In passato si diceva che i voti si raccolgono principalmente al centro. E la Democrazia cristiana, insieme alle formazioni del pentapartito, ne erano una prova. Poi, con la fine della guerra fredda che polarizzava e ingessava lo scontro tra Dc e Pci, i voti in libera uscita hanno premiato principalmente i partiti e i movimenti di lotta, da Alleanza nazionale di Fini e dal fenomeno Lega di Bossi fino, in tempi più recenti, alla meteora Cinque Stelle di fatto conclusasi su posizione opposte a quelle di partenza. Il centro a lungo s’è svuotato. In quelle stagioni di auspicato cambiamento, dopo Tangentopoli, tanta attenzione fu posta anche alla stagione referendaria, ad esempio con le iniziative di Mario Segni sulla legge elettorale maggioritaria. 

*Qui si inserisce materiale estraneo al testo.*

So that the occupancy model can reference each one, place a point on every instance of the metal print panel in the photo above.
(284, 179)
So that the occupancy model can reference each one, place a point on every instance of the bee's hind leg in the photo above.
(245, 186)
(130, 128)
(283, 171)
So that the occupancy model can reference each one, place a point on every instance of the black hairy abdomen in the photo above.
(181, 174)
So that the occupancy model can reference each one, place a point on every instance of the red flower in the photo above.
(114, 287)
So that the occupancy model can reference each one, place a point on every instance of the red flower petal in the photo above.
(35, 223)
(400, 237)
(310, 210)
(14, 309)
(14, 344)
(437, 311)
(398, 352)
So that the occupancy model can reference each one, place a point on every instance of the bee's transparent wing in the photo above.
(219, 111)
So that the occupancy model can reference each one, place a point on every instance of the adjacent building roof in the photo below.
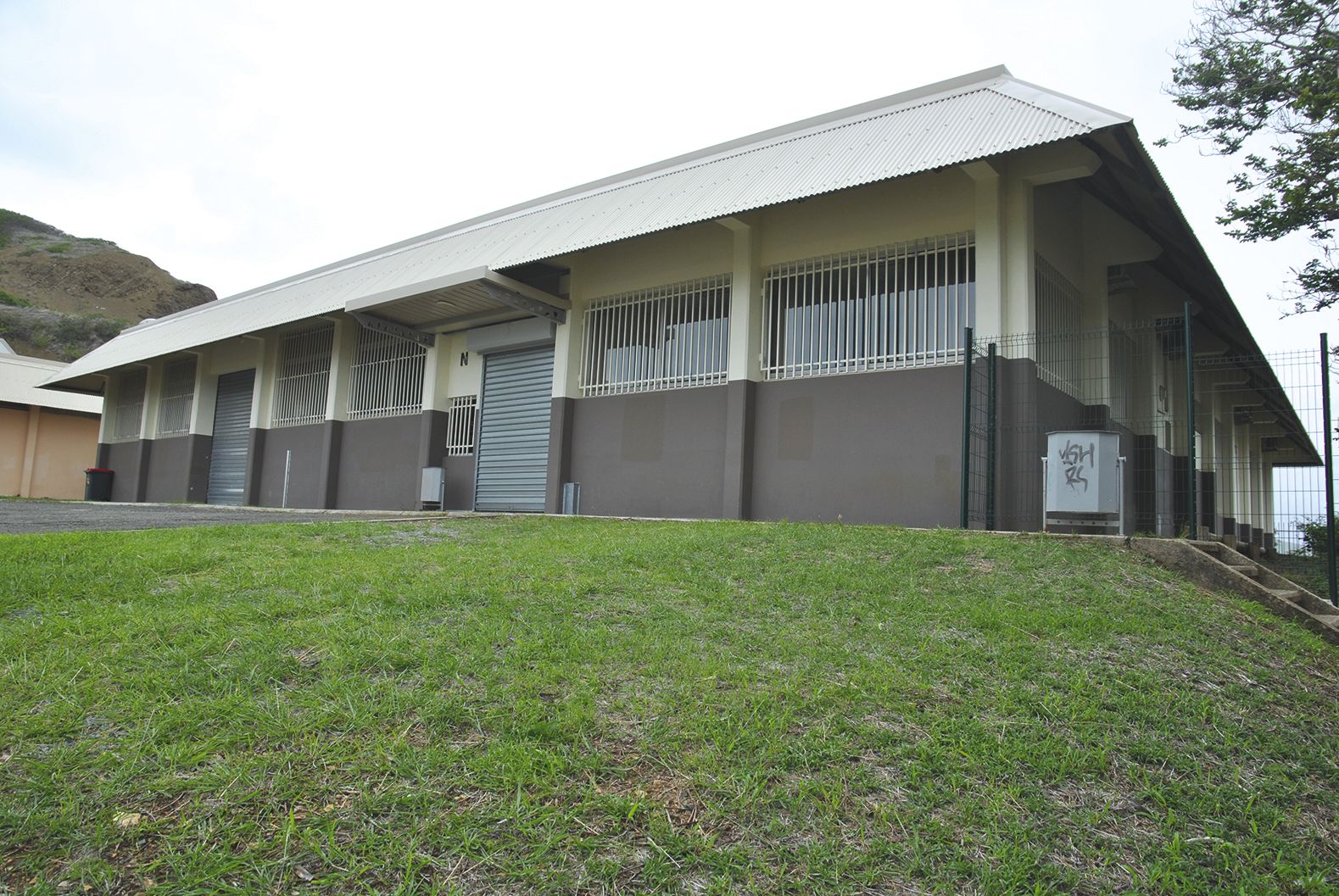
(952, 122)
(22, 376)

Oggi, complice la pandemia, quel “centro” sembra tornato ad avere un senso di protezione contro gli estremismi. Il Paese è, infatti, spaccato tra chi cerca riferimenti solidi e protettivi e non tollera più coloro che alzano i toni dello scontro, con un centrosinistra che pare incarnare meglio questo ruolo di pacatezza e di responsabilità, e un’opposizione schiacciata principalmente dal fenomeno Draghi e rifugiatasi, impotente e sconfortata, nell’astensionismo. In fondo il boom di Carlo Calenda a Roma, con un ragguardevole 20% ottenuto con una sola lista civica, va proprio in questa direzione.

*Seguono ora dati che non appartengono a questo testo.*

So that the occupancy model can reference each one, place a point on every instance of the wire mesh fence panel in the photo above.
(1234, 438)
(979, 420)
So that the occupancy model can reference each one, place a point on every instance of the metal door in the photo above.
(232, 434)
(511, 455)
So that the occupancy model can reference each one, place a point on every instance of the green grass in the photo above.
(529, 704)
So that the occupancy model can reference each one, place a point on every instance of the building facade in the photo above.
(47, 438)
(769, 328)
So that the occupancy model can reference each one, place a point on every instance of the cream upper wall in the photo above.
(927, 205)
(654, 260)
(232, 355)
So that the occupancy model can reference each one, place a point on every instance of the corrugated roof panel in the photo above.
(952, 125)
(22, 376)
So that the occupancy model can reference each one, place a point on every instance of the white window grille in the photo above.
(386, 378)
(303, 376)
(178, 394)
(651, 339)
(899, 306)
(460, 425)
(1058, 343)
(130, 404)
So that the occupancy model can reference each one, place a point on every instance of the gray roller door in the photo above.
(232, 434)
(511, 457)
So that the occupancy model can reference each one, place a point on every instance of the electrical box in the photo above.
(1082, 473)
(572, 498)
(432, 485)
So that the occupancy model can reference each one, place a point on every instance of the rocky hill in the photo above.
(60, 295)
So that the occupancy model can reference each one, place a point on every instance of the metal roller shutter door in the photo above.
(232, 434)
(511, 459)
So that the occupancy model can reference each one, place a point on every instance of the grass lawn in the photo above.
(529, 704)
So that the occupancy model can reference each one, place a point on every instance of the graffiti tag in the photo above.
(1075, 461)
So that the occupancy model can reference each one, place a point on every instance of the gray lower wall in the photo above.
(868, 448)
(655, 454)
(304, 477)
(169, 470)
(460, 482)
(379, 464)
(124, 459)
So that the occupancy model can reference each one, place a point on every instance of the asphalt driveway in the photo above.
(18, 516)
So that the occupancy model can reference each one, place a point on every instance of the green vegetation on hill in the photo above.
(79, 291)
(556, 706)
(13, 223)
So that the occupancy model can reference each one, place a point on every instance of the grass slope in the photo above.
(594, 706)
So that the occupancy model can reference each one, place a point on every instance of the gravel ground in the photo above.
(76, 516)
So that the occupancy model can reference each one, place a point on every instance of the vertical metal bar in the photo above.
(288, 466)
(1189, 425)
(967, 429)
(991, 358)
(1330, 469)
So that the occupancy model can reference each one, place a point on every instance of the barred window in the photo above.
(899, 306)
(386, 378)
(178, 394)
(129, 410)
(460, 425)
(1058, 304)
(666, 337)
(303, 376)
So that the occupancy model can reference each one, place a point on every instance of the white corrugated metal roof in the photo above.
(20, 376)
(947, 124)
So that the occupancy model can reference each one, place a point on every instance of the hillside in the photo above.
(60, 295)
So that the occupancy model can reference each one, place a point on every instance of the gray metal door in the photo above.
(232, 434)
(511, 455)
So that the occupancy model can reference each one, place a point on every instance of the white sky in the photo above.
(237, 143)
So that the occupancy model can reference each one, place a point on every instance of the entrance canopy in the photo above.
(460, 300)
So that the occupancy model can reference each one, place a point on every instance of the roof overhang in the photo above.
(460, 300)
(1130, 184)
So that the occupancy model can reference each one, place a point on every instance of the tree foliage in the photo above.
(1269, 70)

Per il centrodestra, sulla carta maggioritario nel Paese, si accendono però molti dilemmi. Ha più senso inseguire l’agenda di lotta di Gianluigi Paragone, tra No Vax e No Green Pass, che a Milano ha fruttato appena il 3 per cento dei consensi (Paragone è fuori dal consiglio comunale) o quella delle crociate anti-barconi, che ormai è un disco rotto in una società sempre più caratterizzata dall’integrazione (vedi Jamil Sadegholvaad, il nuovo sindaco d’origine iraniana di Rimini, o i tanti consiglieri comunali stranieri) o ancora, come ben scrive Raffaele Marmo, “gli sfasciacarrozze populisti e sovranisti, quelli nuovi e quelli di ritorno”, o piuttosto l’agenda di Giorgetti e di Zaia, ma anche di Draghi e Berlusconi, privilegiando tradizionali e importanti temi economici e sociali, dalla rappresentanza del mondo delle piccole imprese e del commercio alle istanze del ceto medio e dell’elettorato cattolico?

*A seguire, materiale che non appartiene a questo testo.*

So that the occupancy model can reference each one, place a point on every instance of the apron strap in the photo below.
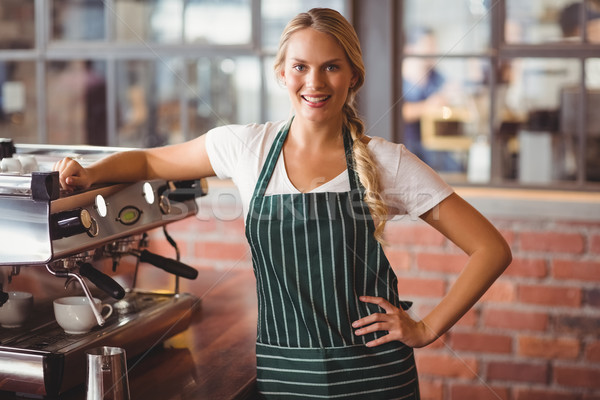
(267, 170)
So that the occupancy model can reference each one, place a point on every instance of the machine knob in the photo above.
(72, 222)
(7, 148)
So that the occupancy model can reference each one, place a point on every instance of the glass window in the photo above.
(18, 101)
(275, 14)
(148, 102)
(223, 90)
(17, 29)
(445, 112)
(539, 145)
(78, 20)
(542, 21)
(278, 105)
(462, 28)
(76, 102)
(158, 21)
(224, 22)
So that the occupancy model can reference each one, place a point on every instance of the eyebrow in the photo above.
(334, 60)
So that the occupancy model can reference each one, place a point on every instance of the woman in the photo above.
(317, 192)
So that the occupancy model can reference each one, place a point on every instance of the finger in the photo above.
(379, 301)
(369, 319)
(379, 341)
(376, 327)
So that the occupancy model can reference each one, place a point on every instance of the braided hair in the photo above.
(333, 23)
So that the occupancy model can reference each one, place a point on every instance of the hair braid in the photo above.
(333, 23)
(368, 173)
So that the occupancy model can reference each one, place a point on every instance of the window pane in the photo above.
(462, 28)
(76, 102)
(278, 101)
(17, 30)
(223, 91)
(276, 14)
(537, 147)
(78, 20)
(148, 102)
(446, 112)
(540, 21)
(218, 22)
(158, 21)
(18, 110)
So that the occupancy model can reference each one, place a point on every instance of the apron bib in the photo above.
(314, 254)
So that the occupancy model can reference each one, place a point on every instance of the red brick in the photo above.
(579, 377)
(222, 251)
(446, 366)
(413, 234)
(556, 348)
(543, 394)
(449, 263)
(592, 351)
(481, 342)
(515, 320)
(550, 296)
(527, 267)
(421, 287)
(399, 259)
(462, 392)
(502, 291)
(517, 372)
(581, 270)
(552, 242)
(431, 389)
(595, 244)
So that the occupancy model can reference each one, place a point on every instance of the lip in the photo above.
(316, 100)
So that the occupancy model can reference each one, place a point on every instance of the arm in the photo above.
(489, 255)
(181, 161)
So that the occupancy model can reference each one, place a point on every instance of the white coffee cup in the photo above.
(11, 165)
(16, 310)
(28, 163)
(74, 314)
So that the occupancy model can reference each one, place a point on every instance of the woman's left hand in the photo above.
(399, 325)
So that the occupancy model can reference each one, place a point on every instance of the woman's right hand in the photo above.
(72, 175)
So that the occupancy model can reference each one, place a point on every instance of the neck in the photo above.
(310, 134)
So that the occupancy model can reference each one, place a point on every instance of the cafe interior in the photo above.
(500, 97)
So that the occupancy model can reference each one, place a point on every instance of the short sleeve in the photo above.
(409, 186)
(224, 146)
(419, 187)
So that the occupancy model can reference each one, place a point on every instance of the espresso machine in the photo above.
(63, 239)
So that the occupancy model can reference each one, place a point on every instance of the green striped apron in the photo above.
(313, 255)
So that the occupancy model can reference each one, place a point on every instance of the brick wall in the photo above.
(534, 335)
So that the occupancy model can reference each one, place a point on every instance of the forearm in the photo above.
(480, 272)
(127, 166)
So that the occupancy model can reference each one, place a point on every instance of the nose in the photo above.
(315, 79)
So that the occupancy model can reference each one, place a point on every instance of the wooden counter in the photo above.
(213, 359)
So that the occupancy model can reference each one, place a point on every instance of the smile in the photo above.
(315, 100)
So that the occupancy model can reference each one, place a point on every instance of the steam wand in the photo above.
(88, 294)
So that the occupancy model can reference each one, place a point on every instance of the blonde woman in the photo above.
(316, 193)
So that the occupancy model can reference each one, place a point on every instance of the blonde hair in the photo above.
(333, 23)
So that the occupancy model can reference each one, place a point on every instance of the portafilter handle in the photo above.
(102, 281)
(168, 264)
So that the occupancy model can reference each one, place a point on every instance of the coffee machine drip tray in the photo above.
(41, 359)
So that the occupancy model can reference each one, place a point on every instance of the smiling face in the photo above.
(317, 75)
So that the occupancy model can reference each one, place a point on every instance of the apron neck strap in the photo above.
(273, 156)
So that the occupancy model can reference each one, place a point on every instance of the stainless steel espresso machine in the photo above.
(62, 238)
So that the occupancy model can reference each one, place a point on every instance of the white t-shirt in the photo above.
(408, 185)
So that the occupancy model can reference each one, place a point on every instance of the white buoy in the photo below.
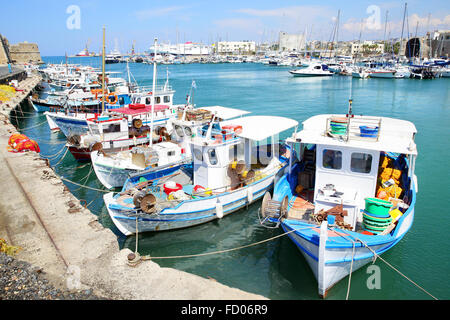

Oggi i ceti produttivi a tutte le latitudini, con le ferite dell’interminabile periodo di pandemia, sono concentrati responsabilmente su un unico obiettivo: il rafforzamento della ripresa economica, unico toccasana per tutto il Paese. Ciò spiega perché Mario Draghi riesca persino a surclassare tutte le riserve ideologiche sul “premier imposto dall’alto” e venga visto coralmente come una sorta di “necessità” in grado di far ripartire al meglio la macchina economica e amministrativa del Paese. La campagna vaccinale, i primi risultati economici, il prestigio internazionale, ma anche un clima di ritrovato ottimismo che nell’immaginario collettivo include pure i successi sportivi e, ultimo, quello della scienza con il Nobel per la fisica a Giorgio Parisi, sono finora le sue medaglie al merito. Giancarlo Giorgetti e Luca Zaia lo hanno compreso da tempo.